Ogni singola persona ha selezionato “sopra la media”. Hanno riso quando hanno visto i risultati, ma è stato sollevato il punto: senza consapevolezza di sé, il progresso è impossibile.

Ecco perché il feedback personalizzato è così importante. I seminari generali aumentano la consapevolezza, ma il cambiamento si verifica solo quando le persone vengono mostrate dove eccellono personalmente e dove possono crescere.

Quando sono dotati di strumenti per osservare le dinamiche del team – chi viene ascoltato, che viene ignorato, che ottiene il contatto visivo – iniziano a comprendere i modelli invisibili che modellano le prestazioni e l’inclusione.

La leadership non riguarda avere tutte le risposte. Si tratta di essere riflessivi, reattivi e disposti a crescere. I leader più efficaci sono coloro che sono aperti sui loro limiti, disposti a riconoscere gli errori e preparati a modellare il processo di apprendimento da soli. L’autenticità conta più che polacco.

Ecco perché dobbiamo essere cauti alle azioni a livello di superficie. Impostare obiettivi di genere e istruire le aziende di ricerca esecutiva a produrre liste più diverse può soddisfare i comitati di revisione contabile o inviare il giusto segnale PR.

Possono persino rassicurare le persone all’interno dell’organizzazione che si stanno facendo progressi. Ma queste azioni tendono a concentrarsi su una gamma ristretta di identità (in genere sesso e sempre più razza) e rischiano di creare l’illusione del cambiamento senza alterare la cultura sottostante.

Peggio ancora, possono generare compiacenza: la convinzione che, poiché qualcosa si sta facendo, non è necessario affrontare nulla di più.

La vera diversità e inclusione richiedono un cambiamento più profondo. Non si tratta solo di chi viene assunto, ma chi viene ascoltato, sviluppato, supportato e promosso. Richiede comportamenti di leadership che siano equi, aperti e consapevoli delle dinamiche invisibili in gioco in ogni squadra.

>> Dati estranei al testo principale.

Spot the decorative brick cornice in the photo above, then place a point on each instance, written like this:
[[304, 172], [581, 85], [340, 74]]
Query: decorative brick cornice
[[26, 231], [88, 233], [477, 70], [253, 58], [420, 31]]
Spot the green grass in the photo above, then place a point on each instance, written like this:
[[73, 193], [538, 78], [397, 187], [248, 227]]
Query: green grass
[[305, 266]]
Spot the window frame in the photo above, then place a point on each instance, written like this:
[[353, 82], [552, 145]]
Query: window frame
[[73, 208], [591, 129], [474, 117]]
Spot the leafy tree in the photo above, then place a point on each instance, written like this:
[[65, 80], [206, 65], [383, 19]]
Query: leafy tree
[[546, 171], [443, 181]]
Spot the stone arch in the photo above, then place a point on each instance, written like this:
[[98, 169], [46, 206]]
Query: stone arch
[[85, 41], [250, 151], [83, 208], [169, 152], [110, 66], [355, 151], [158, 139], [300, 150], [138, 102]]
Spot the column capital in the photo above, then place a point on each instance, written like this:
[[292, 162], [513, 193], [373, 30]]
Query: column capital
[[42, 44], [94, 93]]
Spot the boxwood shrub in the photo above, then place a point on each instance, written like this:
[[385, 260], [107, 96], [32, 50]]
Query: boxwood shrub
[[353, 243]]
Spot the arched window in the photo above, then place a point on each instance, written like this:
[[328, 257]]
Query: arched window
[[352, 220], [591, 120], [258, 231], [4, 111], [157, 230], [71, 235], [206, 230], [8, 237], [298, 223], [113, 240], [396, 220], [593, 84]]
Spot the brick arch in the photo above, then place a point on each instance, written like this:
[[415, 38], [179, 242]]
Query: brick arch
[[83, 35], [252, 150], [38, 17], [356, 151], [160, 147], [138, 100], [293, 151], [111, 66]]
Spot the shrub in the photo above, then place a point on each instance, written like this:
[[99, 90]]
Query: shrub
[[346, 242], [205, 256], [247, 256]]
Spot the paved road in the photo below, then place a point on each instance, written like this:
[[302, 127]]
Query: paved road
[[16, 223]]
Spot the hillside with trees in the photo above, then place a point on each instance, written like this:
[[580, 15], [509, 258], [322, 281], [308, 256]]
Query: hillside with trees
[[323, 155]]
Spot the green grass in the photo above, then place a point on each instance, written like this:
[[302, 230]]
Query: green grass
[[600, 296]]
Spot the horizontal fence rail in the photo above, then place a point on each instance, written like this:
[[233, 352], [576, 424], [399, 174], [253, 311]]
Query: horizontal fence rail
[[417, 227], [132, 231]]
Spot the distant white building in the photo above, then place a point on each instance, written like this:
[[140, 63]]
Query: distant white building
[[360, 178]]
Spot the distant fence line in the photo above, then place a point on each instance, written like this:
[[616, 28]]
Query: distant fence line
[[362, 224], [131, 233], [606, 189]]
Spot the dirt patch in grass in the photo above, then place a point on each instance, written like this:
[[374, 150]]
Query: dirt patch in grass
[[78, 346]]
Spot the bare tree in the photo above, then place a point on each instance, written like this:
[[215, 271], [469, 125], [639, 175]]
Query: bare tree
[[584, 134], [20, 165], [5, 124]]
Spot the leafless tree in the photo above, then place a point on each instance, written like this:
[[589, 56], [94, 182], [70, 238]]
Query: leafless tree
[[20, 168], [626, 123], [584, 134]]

Questo articolo conclude una serie in tre parti che esplora la gestione dei talenti. Nel primo, abbiamo esaminato il contesto storico, come le organizzazioni moderne sono state costruite in modi che escludevano grandi segmenti della popolazione dall’essere mai visti come “talenti”.

Nel secondo, abbiamo esplorato quanto le esperienze sottili e quotidiane-ciò che chiamo micro-incisioni-continuano a minare la fiducia, ridurre le prestazioni e impedire che le persone capaci vengano riconosciute. Questo pezzo finale si è concentrato sul ruolo della leadership nel sostenere questi schemi o di smantellarli.

Mentre la discriminazione palese è diminuita, le forme più sottili, come le interruzioni, i licenziamenti, la sottovalutazione, persistono. E loro contano. Modellano il modo in cui le persone si sentono, il modo in cui si esibiscono e il modo in cui vengono percepite.

Se vogliamo costruire luoghi di lavoro veramente inclusivi, dobbiamo affrontare non solo politiche o processi, ma cultura. Questo inizia con la leadership. Inizia con il vedere l’inclusione non come un progetto secondario, ma come caratteristica determinante di come appare la grande leadership oggi.